Expérimenter consiste à faire varier la définition des unités et des réglages. C’est pourquoi la pensée s’impose avant le regard, sinon on manque le dessein qui a sous tendu les combinaisons de noirs.
Les plages sombres sont des complexes harmoniques combinant des unités chromatiques du noir et des unités métriques qui divisent l’espace temps de chaque pièce où les plages sont disposées. Cette disposition sur l’axe du temps engendre une mélodie dont le rythme dépend de la succession possible ou aléatoire des noirs, la mesure étant définie par les figures des plages, rectangles ou carrés. Cette déclinaison formelle fabrique une géométrie qui règle la profondeur, et à partir d’elle invente une sorte de jeu optique qui comprime ou amplifie l’espace.
Dans certaines peintures, cette disposition impose une espèce d’espace tri¬dimensionnel, qui suggère une perspective. Celle ci n’est pas là pour rappeler la perspective de la Renaissance qui a fondé l’espace du tableau, mais à partir d’un continuum du noir qui court séparément d’un noir à un autre (fabriquant une sorte de tresse), change en mouvement cette perspective de l’espace en celle du temps. Ce mouvement résulte autant de la place de l’observateur que de celle de la disposition des noirs. C’est à partir de là que nous envisageons le rythme compris dans le dispositif continu discontinu du noir. Les tableaux d’Alberte Garibbo sont savamment construits et leur géométrie est celle du noir qui mesure l’infinie.
Si maintenant nous regardons l’intensité de la peinture, c’est du côté de la manière noire que nous nous tournons. Cette pratique de la gravure qui consiste à tramer une plaque à l’aide d’un berceau afin d’obtenir des creux et des pleins extrême¬ment serrés, restitue des noirs d’une grande profondeur au velouté intense. La manière noire est un travail de la profondeur liée à la lenteur du geste, car seul un travail minutieux et précis fait dégorger le noir de la plaque une fois enduite, et c’est à partir de cette pratique si proche du travail d’Alberte Garribo que nous pouvons découvrir la sensation que nous procure une telle œuvre.
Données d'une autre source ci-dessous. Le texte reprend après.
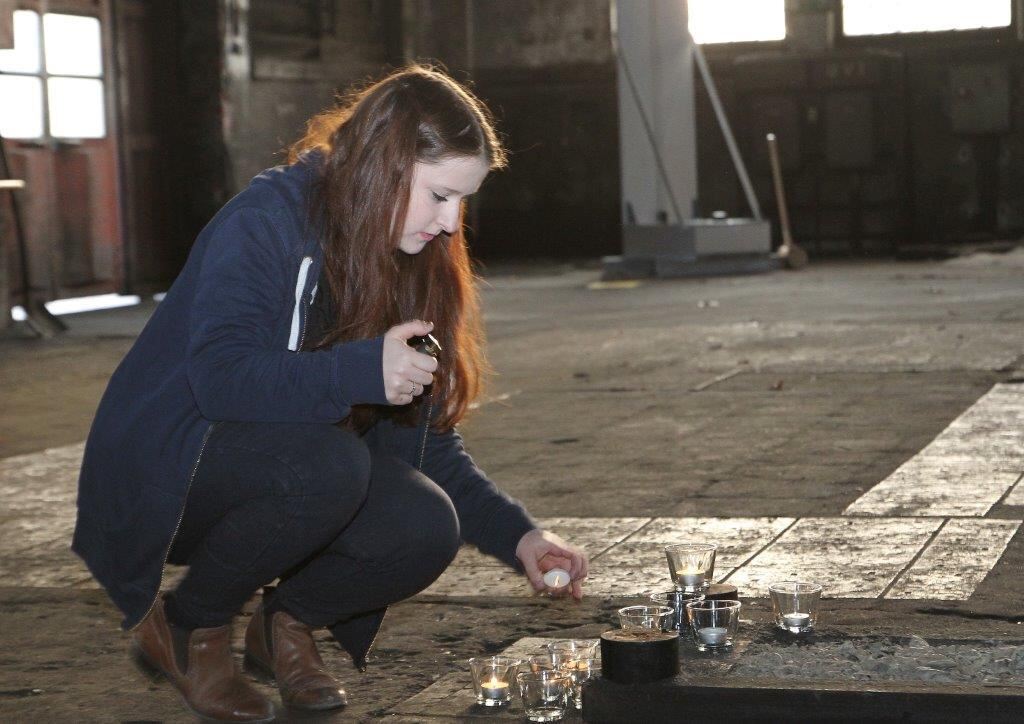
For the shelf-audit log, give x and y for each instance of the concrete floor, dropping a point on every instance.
(733, 408)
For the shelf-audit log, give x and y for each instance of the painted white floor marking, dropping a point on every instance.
(850, 557)
(956, 560)
(1016, 496)
(964, 471)
(883, 545)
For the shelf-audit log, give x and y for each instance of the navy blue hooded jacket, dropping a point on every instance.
(225, 344)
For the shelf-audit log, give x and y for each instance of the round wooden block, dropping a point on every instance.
(639, 656)
(721, 592)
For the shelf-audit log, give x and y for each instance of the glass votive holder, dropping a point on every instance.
(713, 624)
(646, 618)
(580, 671)
(795, 604)
(542, 662)
(676, 600)
(572, 649)
(493, 679)
(691, 565)
(545, 694)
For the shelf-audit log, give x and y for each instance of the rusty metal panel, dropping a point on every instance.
(980, 97)
(849, 130)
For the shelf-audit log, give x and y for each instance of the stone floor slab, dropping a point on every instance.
(850, 557)
(1016, 496)
(963, 487)
(956, 560)
(966, 470)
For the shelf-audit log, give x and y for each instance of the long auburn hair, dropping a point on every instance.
(370, 142)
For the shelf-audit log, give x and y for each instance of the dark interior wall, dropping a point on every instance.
(544, 68)
(546, 71)
(285, 60)
(889, 143)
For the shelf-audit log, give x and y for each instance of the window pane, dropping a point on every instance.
(736, 20)
(77, 108)
(22, 110)
(883, 16)
(25, 56)
(73, 45)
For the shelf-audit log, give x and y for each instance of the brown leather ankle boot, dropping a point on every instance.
(285, 649)
(211, 684)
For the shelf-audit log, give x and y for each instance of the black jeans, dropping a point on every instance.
(347, 527)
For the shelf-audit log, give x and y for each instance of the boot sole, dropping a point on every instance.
(261, 672)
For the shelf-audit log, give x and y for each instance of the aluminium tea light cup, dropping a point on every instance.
(676, 600)
(493, 677)
(795, 605)
(572, 649)
(713, 624)
(691, 565)
(556, 579)
(646, 618)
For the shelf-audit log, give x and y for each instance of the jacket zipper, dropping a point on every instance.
(426, 430)
(177, 526)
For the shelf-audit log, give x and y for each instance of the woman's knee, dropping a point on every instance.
(323, 462)
(430, 534)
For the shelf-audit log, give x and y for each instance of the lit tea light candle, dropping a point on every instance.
(496, 690)
(556, 578)
(713, 635)
(796, 621)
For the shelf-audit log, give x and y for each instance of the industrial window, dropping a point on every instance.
(736, 20)
(887, 16)
(51, 82)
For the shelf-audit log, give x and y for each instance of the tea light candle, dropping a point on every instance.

La manière noire c’est une sensation du noir à l’état pur. Manière noire signifie alors « à la manière du noir » projeté à l’aide d’un aérographe qui, couche après couche et à partir d’un jeu de cache, mais qu’est ce qui est caché ? l’ombre ou la lumière ? révèle la transparence de la matière. Mat ou brillant, lisse ou granulé, tout cela provient de la racine même de la terre, de ses veines, comme pour mettre à jour, à ciel ouvert, l’éclat de la peinture.
Ces variations multiples et infinies deviennent lieu où toute les intensités peuvent se manifester. Elles poussent à un inexorable et opiniâtre recommencement qui n’épuise jamais le champ de ses figures : Serait ce dès lors un travail sur l’impossible qu’Alberte Garibbo pratique, cet impossible qui est à la fois tentation et défi ? (Patrick Rosiu, 2004).
Dans la marge, il est indiqué : Patrick Rosiu enseigne les arts plastiques. Chargé de mission à la Maison des Arts de Tourrettes sur Loup. Artiste plasticien, exposant depuis 1977 en France et à l’étranger. Vit et travaille à Vence. A publié notamment : Textes et présentations pour de nombreux Centres d’Art Et/ou artistes, depuis 1998. Suit toute une biographie, évoquée plus haut.